Personal information
- Born: 31 August 1967 (age 58) Auckland, New Zealand
- Height: 1.88 m (6 ft 2 in)
- Weight: 120 kg (260 lb)

Sport
- Country: New Zealand
- Sport: Weightlifting

Medal record
Commonwealth Games
| Gold medal – first place | 2002 Manchester | 105+kg Clean&Jerk |
| Gold medal – first place | 2002 Manchester | 105+ kg Total |
| Silver medal – second place | 2002 Manchester | 105+ kg Snatch |
| Bronze medal – third place | 1998 Kuala Lumpur | 105+ kg Snatch |
| Bronze medal – third place | 1998 Kuala Lumpur | 105+ kg Total |

= Nigel Avery =

New Zealand weightlifter (born 1967)

Nigel Seton Avery (born 31 August 1967 in Auckland, New Zealand) is a New Zealand former weightlifter.

==Personal life==
Avery was born on 31 August 1967 in Auckland, New Zealand.
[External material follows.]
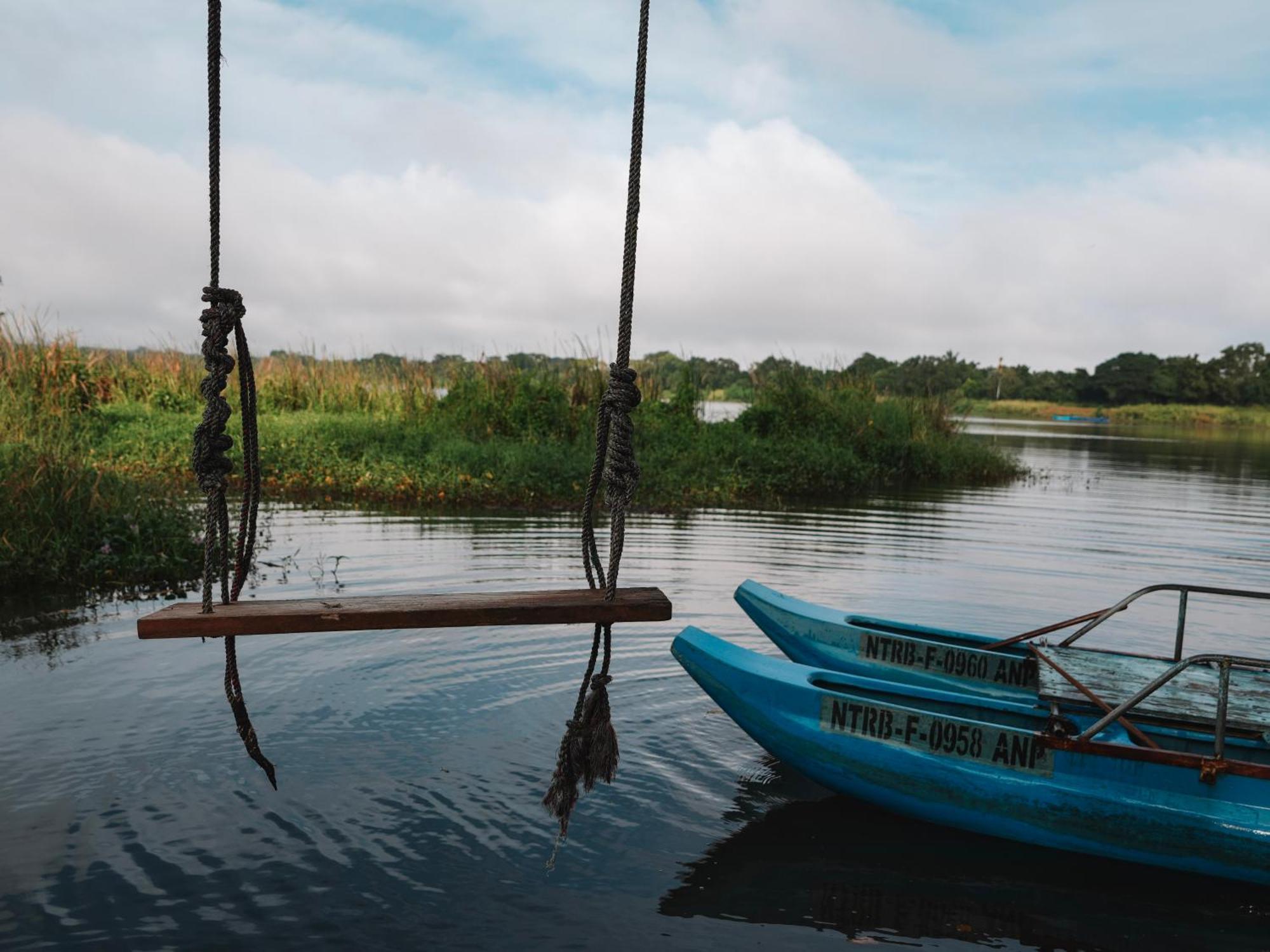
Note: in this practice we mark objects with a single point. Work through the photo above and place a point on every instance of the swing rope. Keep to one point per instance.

His father is Graeme Avery. He is married to former athlete Shelley Avery and they have three daughters.

Avery has appeared on the TV One programme Downsize Me! to show the effect of a high-fat diet on a very fit person.

==Sporting career==
At the 1998 Commonwealth Games in Kuala Lumpur, he won a bronze medal in the 105+ kg snatch and the 105+ kg combined total.

He went to the 2002 Commonwealth Games in Manchester where he 2 gold medals in the 105+ kg clean and jerk and 105+ kg combined total, and gained a silver medal in the 105+ kg snatch. He was the Closing Ceremony flag bearer for New Zealand.

He competed at the 2000 Olympic Games in Sydney placing 17th in the 105+ kg men.

From 1991 to 1996, he was a member of the New Zealand bobsleigh team.

Avery was the chef de mission for the New Zealand Olympic team at the 2024 Summer Olympics in Paris.